08 janeiro, 2007

Bem na foto

Era um dia quente de domingo, daqueles sem nenhuma brisa para aplacar o calor. O sol, a pino, castigava inclemente até os mais habituados com tanta luz. A grama luminescia em amarelo e emanava um odor sulfuroso, devido a adubação recente.

O jovem casal caminhava a passos lassos, ele com aparente tédio, ela indiferente. Talvez pelo calor, sentaram-se na grama. Trocaram alguns olhares e poucas palavras. Ela parecia incomodada pelos mosquitos, pequenos dragões vorazes por sangue, ou talvez pela grama que pinicava. Tédio e descorforto!

O rapaz sacou de sua mochila uma pequena câmera, aproximou-se da namorada e olharam juntos para a objetiva com sorrisos como os de propaganda de creme dental.
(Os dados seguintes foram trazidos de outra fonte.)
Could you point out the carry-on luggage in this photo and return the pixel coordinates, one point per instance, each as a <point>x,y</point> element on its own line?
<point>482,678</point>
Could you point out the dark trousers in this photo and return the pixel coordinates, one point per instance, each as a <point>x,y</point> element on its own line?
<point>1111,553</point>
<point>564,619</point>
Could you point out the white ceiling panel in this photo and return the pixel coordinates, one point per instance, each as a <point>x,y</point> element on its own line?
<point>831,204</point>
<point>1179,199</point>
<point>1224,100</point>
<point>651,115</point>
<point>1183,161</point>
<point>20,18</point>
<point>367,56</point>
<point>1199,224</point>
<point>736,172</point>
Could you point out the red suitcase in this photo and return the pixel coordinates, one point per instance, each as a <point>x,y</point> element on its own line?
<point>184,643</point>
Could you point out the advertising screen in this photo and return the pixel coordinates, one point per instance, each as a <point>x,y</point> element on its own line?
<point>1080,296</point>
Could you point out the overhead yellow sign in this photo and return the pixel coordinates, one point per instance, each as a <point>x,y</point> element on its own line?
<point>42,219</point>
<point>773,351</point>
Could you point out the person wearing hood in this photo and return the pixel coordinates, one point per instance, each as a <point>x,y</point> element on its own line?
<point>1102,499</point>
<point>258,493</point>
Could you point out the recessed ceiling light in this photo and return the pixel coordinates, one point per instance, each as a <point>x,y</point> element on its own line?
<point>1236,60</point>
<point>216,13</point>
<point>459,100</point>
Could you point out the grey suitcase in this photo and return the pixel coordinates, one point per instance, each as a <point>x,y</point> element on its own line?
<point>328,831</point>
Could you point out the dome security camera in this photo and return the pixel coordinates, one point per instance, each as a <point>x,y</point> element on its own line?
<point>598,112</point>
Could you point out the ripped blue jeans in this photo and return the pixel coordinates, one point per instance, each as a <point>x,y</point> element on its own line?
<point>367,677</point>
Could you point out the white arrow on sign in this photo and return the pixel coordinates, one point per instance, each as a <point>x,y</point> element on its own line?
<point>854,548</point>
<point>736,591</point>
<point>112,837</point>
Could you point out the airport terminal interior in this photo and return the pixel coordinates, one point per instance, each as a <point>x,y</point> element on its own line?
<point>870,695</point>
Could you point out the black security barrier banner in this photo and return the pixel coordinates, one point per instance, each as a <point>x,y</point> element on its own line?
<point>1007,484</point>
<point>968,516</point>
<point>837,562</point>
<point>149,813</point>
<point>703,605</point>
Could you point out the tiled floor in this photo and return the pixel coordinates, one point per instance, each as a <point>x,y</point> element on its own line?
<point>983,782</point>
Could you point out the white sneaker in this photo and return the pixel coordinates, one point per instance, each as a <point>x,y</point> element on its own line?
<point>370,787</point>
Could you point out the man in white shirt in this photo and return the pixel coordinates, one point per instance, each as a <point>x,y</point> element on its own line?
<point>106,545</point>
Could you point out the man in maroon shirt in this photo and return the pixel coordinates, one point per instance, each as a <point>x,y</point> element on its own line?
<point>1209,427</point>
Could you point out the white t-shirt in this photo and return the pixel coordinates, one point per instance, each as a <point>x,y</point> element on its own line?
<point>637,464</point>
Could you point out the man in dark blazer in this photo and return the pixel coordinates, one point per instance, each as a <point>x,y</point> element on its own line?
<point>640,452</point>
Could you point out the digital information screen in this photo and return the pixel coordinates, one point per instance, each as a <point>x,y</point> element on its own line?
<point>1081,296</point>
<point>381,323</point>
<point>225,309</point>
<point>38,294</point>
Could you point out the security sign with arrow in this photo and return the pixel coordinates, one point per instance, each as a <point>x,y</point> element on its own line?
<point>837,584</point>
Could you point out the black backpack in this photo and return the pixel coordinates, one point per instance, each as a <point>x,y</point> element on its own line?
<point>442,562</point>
Não estava mais calor, a grama não pinicava, nem os mosquitos zumbiam mais! A indiferença nos olhos dela foi substituída por uma felicidade quase extasiante. Ele, tornara-se o mais apaixonado dos amantes. Click, click. Eternizaram um momento que nunca viveram.
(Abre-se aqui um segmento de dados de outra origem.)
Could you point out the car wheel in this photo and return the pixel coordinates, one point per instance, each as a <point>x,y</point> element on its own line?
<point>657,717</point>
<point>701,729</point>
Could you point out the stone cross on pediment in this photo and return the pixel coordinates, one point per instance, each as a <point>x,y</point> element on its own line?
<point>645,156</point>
Para os saudosistas, um prato cheio. - Como eu era feliz naquele tempo. Olhe a foto!

Mas não se engane, nem só os saudosistas podem tirar proveito, os mais recalcadinhos também podem servir-se. Está lá a prova de seu sucesso, tão importante num mundo extremamente competitivo, com relacionamentos cada vez mais superficiais, onde ser feliz virou uma obrigação. Só os francos e incompetentes são infelizes. Sorriso?? Até em foto de velório. Vai que alguém te flagre chorando!?

15 novembro, 2006

La Fontaine?!

Ninguém duvida que o serviço público tenha uma cultura própria, cheia de ritos, protocolos e manias que de tão impregnados passaram a fazer parte do inconsciente coletivo do funcionalismo. Estão lá, em cada uma das categorias, para os mais diversos efeitos que se possa imaginar. Começando pela fixação pelos incontáveis memorandos, a guia rosa, a amarela, e por favor, não esqueça o carimbo na quarta via. Aquela que servia para que mesmo? Opa, não me lembro, mas também não é nosso tema.


Nesta seara, sempre me despertou curiosidade, meio basbaque, confesso, a recorrente figura da formiguinha apressada. Uma leitura excêntrica, de uma fábula que provavelmente foi encomendada por alguma associação patronal ao La Fontaine e que foi adotada como estandarte pela ala “da boa vontade” do serviço público. Basta uma tarefa de difícil execução devido a baixa adesão ou a escassez de vontade dos gestores que lá está ela. - É trabalho de formiguinha mesmo, diz. Mas o que isso quer dizer afinal??

Bem, 1- o servidor acredita estar extremamente empenhado em uma tarefa hercúlea e solitária, já que não pode contar com a cigarra ou com a colega mosca morta; 2-ele acredita que a persistência renderá algum resultado; 3- que será, de alguma forma, gratificado por seu empenho.


Até entendo que o servidor não conheça intimamente o funcionamento de um formigueiro, que não saiba que todas as formigas trabalham, ou que possuem funções bem definidas, porque há clareza na determinação dos objetivos. Para elas, aquele trabalho todo não é hercúleo. O que estarrece é o fato de não perceber que quando seu chefe evoca o inseto, está dizendo: Sinto muito, mas algo tem que ser feito nesta área, preciso de estatísticas que comprovem nosso trabalho, que justifiquem nossa existência. Não possuímos o devido apoio institucional, mesmo que a lei o determine e estou extremamente apegado ao cargo para correr o risco de me indispor com a direção superior, portanto, faça o quanto e o que você conseguir fazer com o que tem... Opa!! Caí na real. Talvez a form, digo, sevidor perceba! Acho que prefiro os mamíferos.